ETL Helper provides two functions for loading of data.

  • load(): Inserts data from an iterable of dictionaries or namedtuples into an existing target table.

"""ETL Helper script to demonstrate load."""
import sqlite3
import etlhelper as etl

db_file = "igneous_rocks.db"

rows = [
    {"name": "basalt", "grain_size": "fine"},
    {"name": "granite", "grain_size": "coarse"}
]

with sqlite3.connect(db_file) as conn:
    # Note that table must already exist
    processed, failed = etl.load("igneous_rock", conn, rows)

NOTE: the load function uses the first row of data to generate the list of column for the insert query. If later items in the data contain extra columns, those columns will not be inserted and no error will be raised.

  • executemany(): Applies SQL query with parameters supplied by iterable of data. Customising the SQL query allows fine control.

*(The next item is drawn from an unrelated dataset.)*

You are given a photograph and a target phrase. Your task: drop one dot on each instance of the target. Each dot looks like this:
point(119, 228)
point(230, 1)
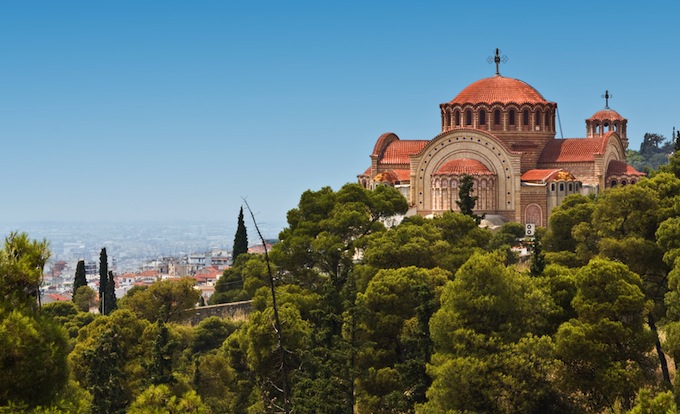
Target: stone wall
point(237, 311)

"""ETL Helper script to demonstrate using executemany with a named placeholder query."""
import sqlite3
import etlhelper as etl

db_file = "igneous_rocks.db"

# Insert query changes case and adds update_at column
insert_sql = """
    INSERT INTO igneous_rocks (name, grain_size, updated_at)
    VALUES (:name, UPPER(:grainsize), datetime('now'))
"""

rows = [
    {"name": "basalt", "grain_size": "fine"},
    {"name": "granite", "grain_size": "coarse"}
]

with sqlite3.connect(db_file) as conn:
    # Note that table must already exist
    processed, failed = etl.executemany(insert_sql, conn, rows)

The INSERT query must container placeholders with an appropriate format for the input data e.g. positional for tuples, named for dictionaries.

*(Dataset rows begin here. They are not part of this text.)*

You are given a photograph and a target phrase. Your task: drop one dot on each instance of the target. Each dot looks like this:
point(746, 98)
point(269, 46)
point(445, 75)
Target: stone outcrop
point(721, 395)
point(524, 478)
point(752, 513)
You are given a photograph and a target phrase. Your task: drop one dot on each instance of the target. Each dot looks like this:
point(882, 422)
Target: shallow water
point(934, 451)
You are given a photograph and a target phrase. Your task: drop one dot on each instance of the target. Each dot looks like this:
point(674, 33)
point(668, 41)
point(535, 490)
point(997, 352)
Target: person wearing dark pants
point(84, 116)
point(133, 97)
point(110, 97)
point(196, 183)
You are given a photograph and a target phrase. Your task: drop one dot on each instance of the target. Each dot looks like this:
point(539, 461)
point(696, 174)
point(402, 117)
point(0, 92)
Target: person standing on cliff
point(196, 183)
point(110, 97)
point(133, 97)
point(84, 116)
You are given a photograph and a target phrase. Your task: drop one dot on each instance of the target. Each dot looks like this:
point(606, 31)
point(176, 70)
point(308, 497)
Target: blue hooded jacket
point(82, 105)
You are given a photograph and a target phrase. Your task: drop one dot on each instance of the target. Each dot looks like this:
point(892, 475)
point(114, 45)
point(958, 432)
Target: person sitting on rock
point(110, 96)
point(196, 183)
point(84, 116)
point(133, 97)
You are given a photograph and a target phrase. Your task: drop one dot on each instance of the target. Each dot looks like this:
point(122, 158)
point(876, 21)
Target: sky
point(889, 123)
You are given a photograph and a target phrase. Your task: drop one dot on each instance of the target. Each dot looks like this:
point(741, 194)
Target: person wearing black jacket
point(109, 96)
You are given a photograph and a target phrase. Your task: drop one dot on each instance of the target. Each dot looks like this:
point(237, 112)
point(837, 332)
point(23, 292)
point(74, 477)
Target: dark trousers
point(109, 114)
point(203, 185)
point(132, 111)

"""ETL Helper script to demonstrate using executemany with a positional placeholder query."""
import sqlite3
import etlhelper as etl

db_file = "igneous_rocks.db"

# Positional placeholders for data in tuple format
insert_sql = """
    INSERT INTO igneous_rocks (name, grain_size, updated_at)
    VALUES (?, UPPER(?), datetime('now'))
"""

rows = [("basalt", "fine"), ("granite", "coarse")]

with sqlite3.connect(db_file) as conn:
    # Note that table must already exist
    processed, failed = etl.executemany(insert_sql, conn, rows)

executemany() can also be used with UPDATE commands.

Keyword arguments

chunk_size

load() uses executemany() behind the scenes. Large datasets are broken into chunks and inserted in batches to reduce the number of queries, and only one chunk of data is held in memory at any time. Within a data processing pipeline, the next step can begin as soon as the first chunk has been processed. The database connection must remain open until all data have been processed.

The chunk_size default is 5,000 and it can be set with a keyword argument.

commit_chunks

The commit_chunks flag defaults to True. This ensures that an error during a large data transfer doesn’t require all the records to be sent again. Some work may be required to determine which records remain to be sent. Setting commit_chunks to False will roll back the entire transfer in case of an error.

transform

The transform parameter takes a callable (e.g. function) that transforms the data before returning it. See the Transform section for details.

on_error

Accepts a Python function that will be applied to failed rows. See on_error section for details.

Return values

The number of rows that were processed and the number that failed is returned as a tuple.